= Movie Star News =

Photographic collection

Movie Star News was a New York City landmark and is a collection of vintage pin-up, bondage, and Hollywood publicity photos amassed over the course of 73 years by Irving Klaw, his sister Paula Klaw and nephew Ira Kramer– nearly 3 million images and 250,000 negatives, including 1,500 prints of Bettie Page, known as the queen of pin-ups.

The bulk of the film collection covers the years 1938 to 1979 with many photos dating back to 1915; 11,500 movies and 5,000 actors are represented.

==Beginning==
The family business, which eventually became Movie Star News, began in 1938 when Klaw and his sister Paula opened a struggling used bookstore at 209 East 14th Street in Manhattan.

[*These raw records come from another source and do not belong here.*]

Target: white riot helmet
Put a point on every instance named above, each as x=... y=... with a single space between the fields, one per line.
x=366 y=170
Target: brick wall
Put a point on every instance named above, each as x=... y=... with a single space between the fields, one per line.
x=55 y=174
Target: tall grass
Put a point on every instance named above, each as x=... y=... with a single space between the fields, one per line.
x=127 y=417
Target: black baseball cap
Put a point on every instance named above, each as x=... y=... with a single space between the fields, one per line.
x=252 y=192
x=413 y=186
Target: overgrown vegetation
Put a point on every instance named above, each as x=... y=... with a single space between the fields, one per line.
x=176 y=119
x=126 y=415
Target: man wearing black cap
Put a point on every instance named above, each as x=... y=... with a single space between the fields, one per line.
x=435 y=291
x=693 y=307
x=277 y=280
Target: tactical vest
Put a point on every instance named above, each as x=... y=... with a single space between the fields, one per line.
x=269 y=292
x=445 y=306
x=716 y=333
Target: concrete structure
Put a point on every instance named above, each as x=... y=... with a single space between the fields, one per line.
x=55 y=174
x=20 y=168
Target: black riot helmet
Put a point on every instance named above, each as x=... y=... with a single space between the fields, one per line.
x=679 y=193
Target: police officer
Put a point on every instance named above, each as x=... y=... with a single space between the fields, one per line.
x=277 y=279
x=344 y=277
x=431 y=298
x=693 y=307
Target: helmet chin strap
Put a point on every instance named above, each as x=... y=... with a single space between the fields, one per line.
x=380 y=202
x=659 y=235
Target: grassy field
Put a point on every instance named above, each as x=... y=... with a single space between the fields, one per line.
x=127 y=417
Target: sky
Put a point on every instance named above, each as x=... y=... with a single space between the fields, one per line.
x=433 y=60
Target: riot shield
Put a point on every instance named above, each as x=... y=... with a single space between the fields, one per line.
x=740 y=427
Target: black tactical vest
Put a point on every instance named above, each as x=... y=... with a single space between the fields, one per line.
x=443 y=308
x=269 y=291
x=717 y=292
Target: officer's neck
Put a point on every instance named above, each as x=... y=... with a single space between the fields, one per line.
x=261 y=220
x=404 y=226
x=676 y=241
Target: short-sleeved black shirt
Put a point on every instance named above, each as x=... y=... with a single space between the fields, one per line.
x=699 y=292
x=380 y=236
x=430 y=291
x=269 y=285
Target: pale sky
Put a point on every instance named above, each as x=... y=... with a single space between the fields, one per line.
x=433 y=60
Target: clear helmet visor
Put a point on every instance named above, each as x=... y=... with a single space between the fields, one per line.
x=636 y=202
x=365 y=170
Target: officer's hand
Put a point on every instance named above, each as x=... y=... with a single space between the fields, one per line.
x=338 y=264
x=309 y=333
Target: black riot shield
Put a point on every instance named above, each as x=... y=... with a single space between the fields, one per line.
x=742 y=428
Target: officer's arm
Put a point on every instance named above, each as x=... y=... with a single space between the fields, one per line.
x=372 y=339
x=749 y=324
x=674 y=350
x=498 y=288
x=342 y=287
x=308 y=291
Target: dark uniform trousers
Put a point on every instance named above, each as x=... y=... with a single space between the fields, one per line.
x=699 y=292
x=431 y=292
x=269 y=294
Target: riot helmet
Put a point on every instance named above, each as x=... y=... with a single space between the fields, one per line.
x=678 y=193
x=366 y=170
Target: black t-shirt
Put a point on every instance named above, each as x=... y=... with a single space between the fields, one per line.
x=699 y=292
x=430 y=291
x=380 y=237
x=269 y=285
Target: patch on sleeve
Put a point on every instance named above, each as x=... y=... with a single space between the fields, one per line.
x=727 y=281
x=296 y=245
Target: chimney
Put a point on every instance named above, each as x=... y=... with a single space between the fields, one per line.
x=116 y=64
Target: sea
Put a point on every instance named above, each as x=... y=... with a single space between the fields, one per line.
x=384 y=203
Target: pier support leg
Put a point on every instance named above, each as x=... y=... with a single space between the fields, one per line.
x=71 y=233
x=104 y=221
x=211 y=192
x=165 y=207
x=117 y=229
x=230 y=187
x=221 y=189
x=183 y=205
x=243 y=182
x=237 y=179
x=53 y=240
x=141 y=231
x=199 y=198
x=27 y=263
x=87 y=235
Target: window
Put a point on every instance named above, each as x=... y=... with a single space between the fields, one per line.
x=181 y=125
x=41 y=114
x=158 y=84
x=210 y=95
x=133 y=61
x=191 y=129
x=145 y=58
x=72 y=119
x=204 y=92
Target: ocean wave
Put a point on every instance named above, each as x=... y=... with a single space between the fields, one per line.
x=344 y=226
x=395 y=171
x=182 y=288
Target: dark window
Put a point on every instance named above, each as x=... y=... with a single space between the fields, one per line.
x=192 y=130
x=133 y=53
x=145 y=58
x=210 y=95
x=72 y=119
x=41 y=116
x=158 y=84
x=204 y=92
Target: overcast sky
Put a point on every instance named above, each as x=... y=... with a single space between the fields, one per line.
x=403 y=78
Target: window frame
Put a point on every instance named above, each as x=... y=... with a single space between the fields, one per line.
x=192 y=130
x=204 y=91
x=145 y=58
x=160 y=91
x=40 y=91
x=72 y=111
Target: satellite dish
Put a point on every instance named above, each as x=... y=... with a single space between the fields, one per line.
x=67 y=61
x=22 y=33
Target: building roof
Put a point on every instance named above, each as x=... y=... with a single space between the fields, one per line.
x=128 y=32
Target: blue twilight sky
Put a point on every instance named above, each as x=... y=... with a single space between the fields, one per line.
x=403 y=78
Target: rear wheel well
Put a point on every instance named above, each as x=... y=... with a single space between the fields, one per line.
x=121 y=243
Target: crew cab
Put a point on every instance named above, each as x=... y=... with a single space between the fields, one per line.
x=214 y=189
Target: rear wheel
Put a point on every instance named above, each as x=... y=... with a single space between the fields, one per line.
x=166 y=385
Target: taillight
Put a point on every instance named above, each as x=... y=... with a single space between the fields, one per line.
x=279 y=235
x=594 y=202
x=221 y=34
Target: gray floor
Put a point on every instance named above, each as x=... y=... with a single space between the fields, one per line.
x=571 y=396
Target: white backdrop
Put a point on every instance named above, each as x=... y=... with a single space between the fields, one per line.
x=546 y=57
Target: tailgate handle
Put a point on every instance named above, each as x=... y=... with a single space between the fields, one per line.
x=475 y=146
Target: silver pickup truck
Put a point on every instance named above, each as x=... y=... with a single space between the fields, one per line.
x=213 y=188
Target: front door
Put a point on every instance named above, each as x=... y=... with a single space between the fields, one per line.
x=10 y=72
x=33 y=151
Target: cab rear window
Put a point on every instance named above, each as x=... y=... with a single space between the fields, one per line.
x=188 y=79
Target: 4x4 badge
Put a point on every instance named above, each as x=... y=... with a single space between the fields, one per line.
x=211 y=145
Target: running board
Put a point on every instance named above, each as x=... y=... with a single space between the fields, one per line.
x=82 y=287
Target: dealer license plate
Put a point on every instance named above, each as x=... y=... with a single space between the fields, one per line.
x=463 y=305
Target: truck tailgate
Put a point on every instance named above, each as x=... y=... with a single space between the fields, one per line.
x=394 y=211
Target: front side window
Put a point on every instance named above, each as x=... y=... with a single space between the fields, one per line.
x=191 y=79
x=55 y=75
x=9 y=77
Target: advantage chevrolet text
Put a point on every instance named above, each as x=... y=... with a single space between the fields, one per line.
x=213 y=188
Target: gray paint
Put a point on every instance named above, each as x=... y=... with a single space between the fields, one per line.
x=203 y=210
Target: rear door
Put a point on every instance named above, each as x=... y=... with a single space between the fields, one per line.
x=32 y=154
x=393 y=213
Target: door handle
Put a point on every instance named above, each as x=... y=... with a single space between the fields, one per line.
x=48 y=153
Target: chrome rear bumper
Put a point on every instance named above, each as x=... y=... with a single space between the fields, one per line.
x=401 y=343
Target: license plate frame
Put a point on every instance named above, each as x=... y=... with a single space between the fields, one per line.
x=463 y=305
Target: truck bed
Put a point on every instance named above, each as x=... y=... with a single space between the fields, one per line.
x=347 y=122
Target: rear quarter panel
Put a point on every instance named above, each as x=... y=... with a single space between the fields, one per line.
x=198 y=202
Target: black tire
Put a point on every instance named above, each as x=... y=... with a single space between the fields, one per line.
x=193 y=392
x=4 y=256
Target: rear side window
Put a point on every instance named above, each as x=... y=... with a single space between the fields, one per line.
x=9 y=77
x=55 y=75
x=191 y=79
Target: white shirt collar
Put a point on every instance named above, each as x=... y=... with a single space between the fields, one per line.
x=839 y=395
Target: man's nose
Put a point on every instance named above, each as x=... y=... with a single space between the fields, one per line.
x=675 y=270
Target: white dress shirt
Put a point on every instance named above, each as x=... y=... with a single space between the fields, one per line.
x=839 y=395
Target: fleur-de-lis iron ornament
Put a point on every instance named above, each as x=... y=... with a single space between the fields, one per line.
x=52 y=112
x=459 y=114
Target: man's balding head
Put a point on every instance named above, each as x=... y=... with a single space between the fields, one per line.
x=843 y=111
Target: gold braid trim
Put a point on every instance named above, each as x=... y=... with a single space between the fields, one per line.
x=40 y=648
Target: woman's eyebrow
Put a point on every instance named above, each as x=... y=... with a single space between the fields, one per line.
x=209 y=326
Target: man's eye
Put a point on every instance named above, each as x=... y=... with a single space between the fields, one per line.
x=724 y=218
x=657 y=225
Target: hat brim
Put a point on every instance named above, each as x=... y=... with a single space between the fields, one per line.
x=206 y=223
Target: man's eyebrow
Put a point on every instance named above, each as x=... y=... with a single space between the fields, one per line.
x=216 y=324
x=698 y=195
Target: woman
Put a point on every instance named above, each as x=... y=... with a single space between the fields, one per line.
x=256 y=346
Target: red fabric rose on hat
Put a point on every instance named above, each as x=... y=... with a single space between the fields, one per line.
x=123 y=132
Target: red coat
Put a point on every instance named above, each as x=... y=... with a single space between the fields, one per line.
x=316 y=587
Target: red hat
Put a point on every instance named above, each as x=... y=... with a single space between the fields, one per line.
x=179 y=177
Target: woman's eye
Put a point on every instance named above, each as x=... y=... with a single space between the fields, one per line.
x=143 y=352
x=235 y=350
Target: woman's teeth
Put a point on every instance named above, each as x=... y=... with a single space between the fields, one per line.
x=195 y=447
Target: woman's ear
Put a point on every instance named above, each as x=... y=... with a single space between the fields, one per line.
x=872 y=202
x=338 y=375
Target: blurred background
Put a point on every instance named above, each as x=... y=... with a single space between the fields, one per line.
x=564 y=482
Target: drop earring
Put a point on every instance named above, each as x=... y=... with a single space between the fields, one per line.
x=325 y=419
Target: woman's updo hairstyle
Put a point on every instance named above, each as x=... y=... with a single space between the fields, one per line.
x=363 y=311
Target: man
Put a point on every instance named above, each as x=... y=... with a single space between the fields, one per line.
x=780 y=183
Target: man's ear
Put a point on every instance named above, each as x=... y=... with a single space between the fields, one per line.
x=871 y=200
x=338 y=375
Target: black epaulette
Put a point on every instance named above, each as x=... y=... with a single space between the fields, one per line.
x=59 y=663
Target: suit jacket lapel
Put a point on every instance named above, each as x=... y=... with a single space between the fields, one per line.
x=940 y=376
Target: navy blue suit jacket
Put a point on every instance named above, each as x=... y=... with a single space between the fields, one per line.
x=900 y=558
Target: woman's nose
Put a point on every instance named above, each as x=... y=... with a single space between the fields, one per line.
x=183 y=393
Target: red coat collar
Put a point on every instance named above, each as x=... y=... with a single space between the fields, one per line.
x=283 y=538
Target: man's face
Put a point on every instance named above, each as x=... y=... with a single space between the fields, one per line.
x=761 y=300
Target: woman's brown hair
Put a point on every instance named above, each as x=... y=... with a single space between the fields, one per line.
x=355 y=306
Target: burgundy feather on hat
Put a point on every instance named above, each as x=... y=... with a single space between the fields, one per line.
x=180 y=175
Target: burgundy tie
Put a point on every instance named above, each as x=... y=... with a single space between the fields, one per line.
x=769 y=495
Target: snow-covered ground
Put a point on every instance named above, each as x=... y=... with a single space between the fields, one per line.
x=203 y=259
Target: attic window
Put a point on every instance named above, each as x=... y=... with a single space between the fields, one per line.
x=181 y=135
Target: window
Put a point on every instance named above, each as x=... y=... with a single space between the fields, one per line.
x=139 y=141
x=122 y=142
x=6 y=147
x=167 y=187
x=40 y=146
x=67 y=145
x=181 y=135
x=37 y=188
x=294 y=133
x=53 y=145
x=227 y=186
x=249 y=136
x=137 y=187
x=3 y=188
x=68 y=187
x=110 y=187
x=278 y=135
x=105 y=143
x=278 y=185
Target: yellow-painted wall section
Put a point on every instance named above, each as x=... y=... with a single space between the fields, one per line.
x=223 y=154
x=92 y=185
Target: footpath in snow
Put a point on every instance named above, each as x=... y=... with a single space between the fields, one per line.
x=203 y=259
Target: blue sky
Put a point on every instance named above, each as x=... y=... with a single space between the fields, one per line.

After he observed teenagers frequently tearing out photos from his movie magazines, he saw an opportunity and started selling movie star stills and lobby photo cards. He set up a small box of used movie stills. When these quickly sold, he contacted the studios for more stills. Irving approached the studios directly back when most Hollywood studio publicity departments lined Manhattan's 11th Ave and discovered they were in the habit of throwing away their publicity materials after a film had had its run. Irving bought as much as he wanted for almost nothing, convincing publicity departments he was doing them a favor. Irving would take these originals and negatives meant for magazine and newspaper art departments and reproduce 8×10 glossies of them directly for the purchasing public. The customers could order by item number from catalogs of sample photos. These sold so well that he stopped selling books and moved the store from the basement to the street-level storefront and renamed it Irving Klaw Pin Ups. Business thrived, and the self-named "Pin-Up King" moved to 212 East 14th Street and took on the name "Movie Star News".

==Archiving==
In later years the studios, having thrown away their publicity archives would often have to rent their own photos back from Klaw. Around the time that Klaw started his bookstore, he also began a mail-order magic trick business, the Nutrix Novelty Library. Like book sales, magic novelties were a financial bust. However, Klaw soon realized that mail order could enhance his movie-still business. He placed advertisements in magazines and shipped catalogs. Before long, mail order was the mainstay of Movie Star News. During World War Two, Movie Star News sold pin-ups of movie stars to the troops with a mailing list of 100,000 names.

==Fetish photography==

By the late 1940s, Klaw was receiving frequent requests for "Damsel-in-distress" photos of actresses being bound and gagged, spanked, and flogged. Sometime between 1947 and 1950, Irving Klaw was approached by a prominent lawyer with some "special needs." He offered to pay all the costs if Klaw would produce original bondage pictures for him. Klaw would retain the rights. His first bondage model was Lili Dawn. She was photographed in midtown studios by various freelance photographers. Eventually, Klaw rented the third floor over Movie Star News and turned it into a shooting studio. By 1955, Irving Klaw was allegedly grossing $1.5 million a year, primarily through mail order of his fetish pics.

While he worked with many different models, Klaw's images with Bettie Page were his most popular and best known. He met Page when he contacted camera clubs looking for models for his burgeoning fetish photography business. Page was the most popular pin-up of the 1950s, appearing on more covers than anyone else in the decade. While she was Playboy's Playmate of the Month for January 1955, Page is best remembered for Klaw's bondage photos and the nudes by Bunny Yeager.

Klaw always went to great pains to make sure his photographs contained no nudity, which would make the material pornographic and hence illegal to sell via mail. Models were often required to wear two pairs of panties so that no pubic hair could be seen.
He and Paula, who actually posed and took most of the photos, started selling bondage and fetish photos using burlesque dancers like Baby Lake, Tempest Storm, and Blaze Starr as models.

Through his production company Nutrix Co. (and later also Mutrix Corp), Klaw also published and distributed illustrated adventure/bondage serials by fetish artists Eric Stanton, Gene Bilbrew, Adolfo Ruiz and others.

Irving Klaw had an unusually close relationship with his sister Paula. The story of Irving and his business has primarily been told through her anecdotes. Paula often ran the front end of the store, but when Klaw began to produce his own photographs and films, Paula befriended the models, often treating them as her own daughters. When another photographer wasn't available, she would grab the camera and shoot the photos. In 1963, in an attempt to satisfy the courts, Irving destroyed his photographs and movies, Paula, unbeknownst to her brother, preserved his legacy – and her financial future – by hiding thousands of the images. After her brother's death, she became fiercely protective of his reputation and his work. Without Paula's foresight, Irving Klaw might have been just an odd, barely remembered footnote in the annals of pin-up history and Fifties puritanism.

==Closing==
In the early 1980s Movie Star News moved to 134 West 18th Street to avoid rising rents on 14th street.
In 2012 Movie Star News moved to Las Vegas, Nevada, and continues to sell originals and reproductions from the collection.